Current breeding practices, which have essentially remained the same since the development of agriculture, typically employ the observation of apparent physical traits to guide parent selection for making crosses with the hope that the offspring will show a new combination and an improvement of the desired traits. However, the underlying genetic makeup of the offspring can often confound breeders’ expectations. So, they often have to resort to time-consuming trial and error involving multiple successive generations.
The 3K RGP data will provide a major step forward by helping breeders to take advantage of the natural trait variation that is found across the selected genebank accessions in the project. Knowing fully the genetic makeup of a particular rice accession will allow researchers to identify genetic markers related to specific traits, and better understand how different genetic interactions affect plant phenotypes. With this information, breeders will be able to make more intelligent choices in accession selection for making crosses, resulting in more rapid development of rice varieties for deploying in poor and environmentally stressed locations around the world.

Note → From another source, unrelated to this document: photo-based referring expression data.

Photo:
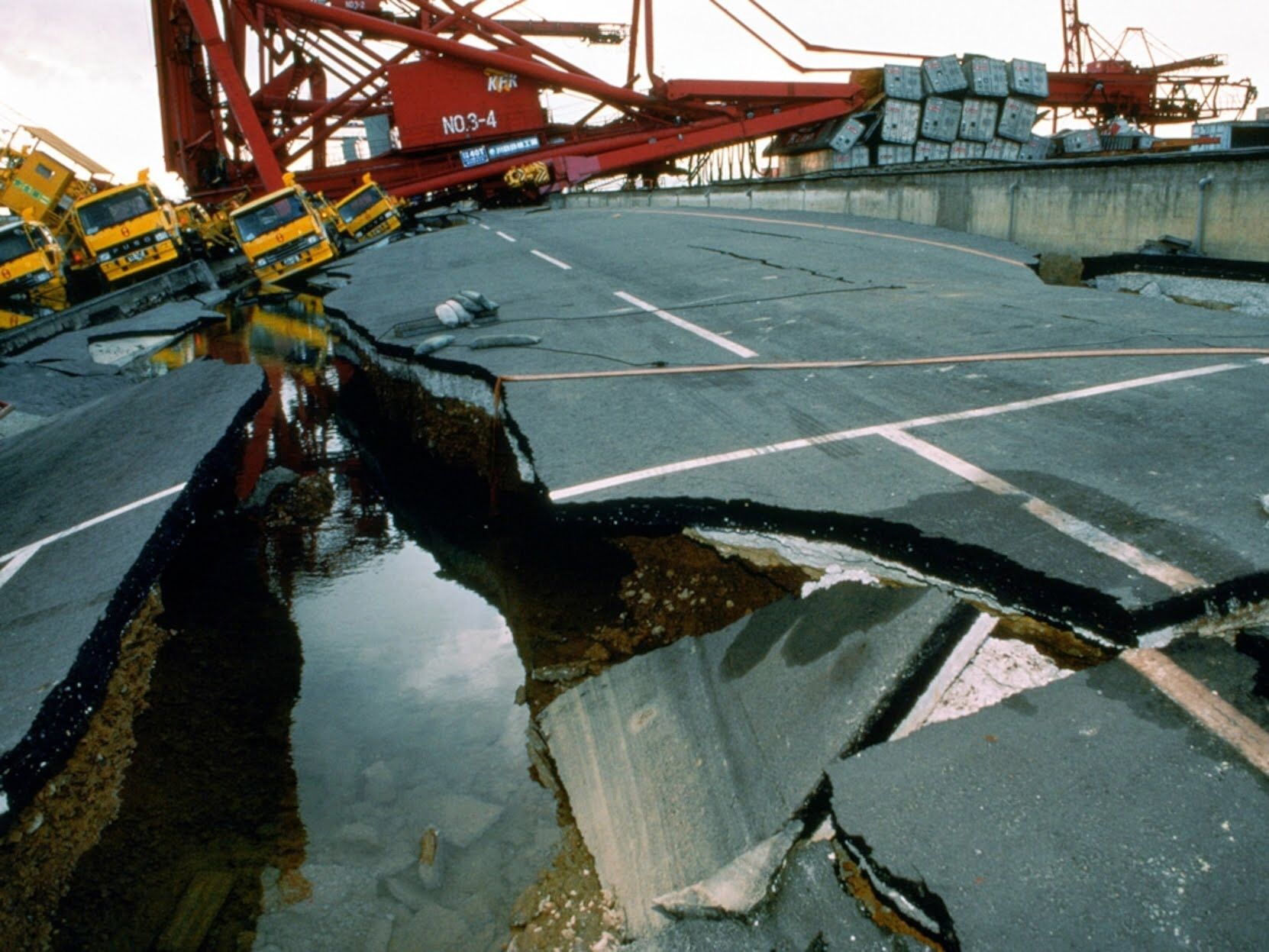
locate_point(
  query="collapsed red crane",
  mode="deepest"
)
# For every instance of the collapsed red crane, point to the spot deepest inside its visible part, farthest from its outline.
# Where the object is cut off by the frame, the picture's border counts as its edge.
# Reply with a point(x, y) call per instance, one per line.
point(1099, 82)
point(245, 94)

According to Hei Leung, IRRI principal scientist and team member, the IRRI 3K RGP team is committed to moving quickly to take the sequence data and make detailed analyses. “Through the Global Rice Science Partnership (GRiSP), IRRI is leading the development of an informal global effort—the International Rice Phenotyping Network—to systematically evaluate the 3K RGP sequenced lines and to connect plant performance to specific genes,” he says. “By closely integrating these resources into breeding programs based on modern molecular breeding and selection strategies, varietal development in hundreds of rice breeding programs will be accelerated over the next five years, delivering improved varieties to farmers and consumers at a faster pace than before.”

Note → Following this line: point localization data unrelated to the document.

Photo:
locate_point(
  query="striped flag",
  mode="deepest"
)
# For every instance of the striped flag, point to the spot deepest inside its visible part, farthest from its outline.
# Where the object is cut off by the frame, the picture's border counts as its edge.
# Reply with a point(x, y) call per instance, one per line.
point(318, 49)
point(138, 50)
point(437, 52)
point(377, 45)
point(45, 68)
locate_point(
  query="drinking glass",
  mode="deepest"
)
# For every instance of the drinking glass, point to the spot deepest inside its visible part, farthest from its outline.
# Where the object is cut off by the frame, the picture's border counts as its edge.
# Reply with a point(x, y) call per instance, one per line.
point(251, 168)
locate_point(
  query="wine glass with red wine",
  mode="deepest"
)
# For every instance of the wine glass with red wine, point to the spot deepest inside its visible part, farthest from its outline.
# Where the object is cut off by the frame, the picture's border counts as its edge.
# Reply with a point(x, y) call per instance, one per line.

AXA-endowed scientist to join the team
“In addition to working closely with GRiSP, BGI, and CAAS,” Dr. Leung adds, “we have a head start with the timely arrival of Dr. Rod Wing, who was recently appointed to IRRI as an AXA-endowed scientist for genome biology and evolutionary genomics.”
The AXA Research Fund, which encourages scientific research that would contribute to understanding and preventing environmental, life, and socioeconomic risks, currently supports more than 400 research projects like the 3K RGP in 30 countries.
“Dr. Wing, an internationally recognized leader in the fields of plant genomics, bioinformatics, and evolutionary biology and particularly interested in genome data, is now part of the IRRI team and he will greatly enhance our capability to analyze the 3K RGP sequence data for gene and trait discovery,” says Dr. Leung.
During a seminar that concluded an exploratory visit to IRRI in April- May 2014, Dr. Wing said, “Enormous challenges exist in bridging the gap from the discovery of genotypic and functional diversity to the release of superior varieties to farmers. So, it is a privilege to be at IRRI over the next five years because I want to help translate the rice genome biology of the 3K RGP into practical solutions for rice farmers. This will involve developing high-quality reference genomes for the five distinct varietal groups of rice, namely, tropical japonicas, indicas, aus/boro, basmati/ sadri, and intermediates.”
Beyond the 3K RGP, Dr. Wing is also interested in working with IRRI scientists to tap into the potential gold mine of wild rice diversity by analyzing genome sequence data of some of the more than 6,000 unexploited accessions of these species in the IRGC. More genomes can be sequenced if necessary “After reviewing the results coming out of the 3,000 genomes currently sequenced, we will determine whether we can identify a significant number of critical genes for use in rice improvement,” concludes Dr. Leung. “At that point, we will decide how many more of the remaining nearly 180,000 accessions in the IRGC and CAAS gene bank we may need to sequence and analyze.”